La couche D" pourrait également jouer un rôle important dans la dynamique du manteau, en influençant la formation de panaches mantelliques et en contrôlant le flux de chaleur sortant du noyau.

Convection Mantellique : Un Moteur de la Dynamique Terrestre

La convection mantellique est un processus fondamental qui transporte la chaleur de l'intérieur de la Terre vers la surface. Elle est responsable du mouvement des plaques tectoniques, de la formation des chaînes de montagnes, du volcanisme et des tremblements de terre.

La convection mantellique est un processus complexe, influencé par les variations de température, de composition et de densité du manteau. Les études de tomographie sismique ont révélé que la convection mantellique peut se faire à différentes échelles, avec des cellules de convection à grande échelle qui s'étendent sur tout le manteau, et des cellules de convection plus petites qui seLimitent à certaines régions.

Le Système des Trois Couches : Un Parallèle Vestimentaire

Bien que cela puisse paraître surprenant, le concept du "système des trois couches" utilisé dans l'habillement pour les activités de plein air offre un parallèle intéressant avec la structure interne de la Terre. De la même manière que le système des trois couches vestimentaires vise à assurer confort et protection en superposant des couches aux propriétés spécifiques, la Terre est structurée en couches qui interagissent pour maintenir l'équilibre thermique et dynamique de la planète.
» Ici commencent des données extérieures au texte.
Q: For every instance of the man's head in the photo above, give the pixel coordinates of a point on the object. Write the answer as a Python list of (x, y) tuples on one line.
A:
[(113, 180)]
La première couche vestimentaire, respirante, correspondrait à la croûte terrestre, qui permet l'échange de chaleur et de matière avec l'atmosphère et l'hydrosphère. La deuxième couche, isolante, pourrait être comparée au manteau, qui conserve la chaleur interne de la Terre. Enfin, la troisième couche, protectrice et imperméable, pourrait être associée au noyau, qui protège la planète des rayonnements cosmiques et maintient un champ magnétique.

Bien sûr, cette analogie est simpliste, mais elle permet d'illustrer comment des systèmes complexes peuvent être organisés en couches distinctes qui interagissent pour atteindre un objectif commun.